The pace of our transition to digital everything feels like it’s accelerating even here in our scenic digital backwater. E-filing deeds and mortgages? Clerk Holly Tanner’s done that. Broadband access countywide? Working on it. Uber rides? Could be–police say it’s safer. The list goes on.
Last week Diane Valden reported on local towns and the City of Hudson being notified by state that the lengths of their local roads have shrunk. The state has made this determination with software and satellite images that yield more precise measurements of the roads. Length matters because it helps determine the amount for state aid local municipalities receive to repair those roads.
The satellite mapping may be more precise than measurements made by highway department crews, although it would be reassuring to know that the length of state roads is shorter too. But unless there is convincing evidence that a municipality has padded the measurements of its roads, which is pretty farfetched, adjustments in state funding should be phased in over time. The roads still have to be repaired, regardless of what the satellite data tell us.
Will the state’s embrace of digital tools cost local jobs? It might. Highway crews work hard and some positions require a high degree of skill, especially for operators of heavy equipment. You’d think the people who do these jobs have marketable skills. But what if traffic around construction sites were controlled by drones and lights monitored and controlled by through the internet? What happens to flaggers?

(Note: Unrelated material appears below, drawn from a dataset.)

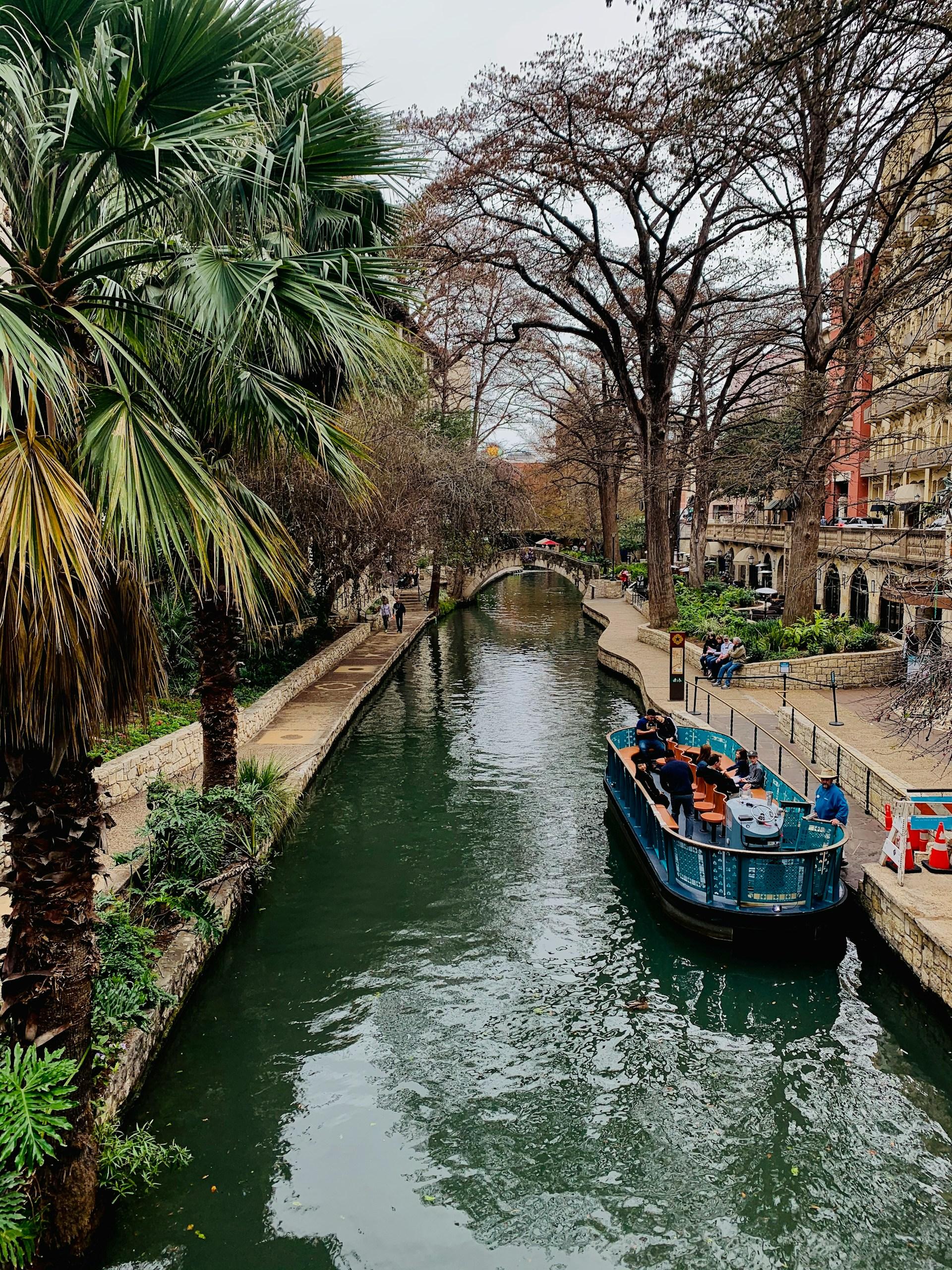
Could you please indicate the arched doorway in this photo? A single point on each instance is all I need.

The cashiers at supermarkets or other retail business are a clearer case. Many are young, some lack skills, others have scheduling conflicts, like caring for children or an aging parent, and must have part-time work. Plenty of the adults who are defined as “poor” have jobs; it’s just that the jobs they have don’t pay enough for them to cover the rent and feed themselves and their families.
We hear a lot these days from the incoming administration about jobs going overseas and the drag that is on our economy. There’s far less publicity attached to the speed at which robots are displacing the workers in all sorts of industries, not just manufacturing. Automation is at least as big a “job killer” as jobs moving off-shore. And while we can’t and shouldn’t expect to stop this transition to a digital/robotic future, we do need to recognize what’s happening and plan a rational response. Ignoring an ever larger group of displaced workers and hoping they’ll fend for themselves is not a plan.

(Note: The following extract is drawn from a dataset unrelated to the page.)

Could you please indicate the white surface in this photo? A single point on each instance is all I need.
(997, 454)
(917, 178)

Right now Columbia County has the lowest unemployment rate in the state. It’s hard to find applicants for certain openings. Job loss to robots can wait, right? Sure, as long as you ignore dwindling school enrollment and expect trends won’t continue that point toward a labor shortage that grows worse as our older-than-average population gets older still.
Robots are here and more are coming. But don’t look for spindly metallic mannequins or nerds that speak in monotones. That Amazon Seattle store? The store itself is the robot. Soon enough there’ll be one in your neighborhood too.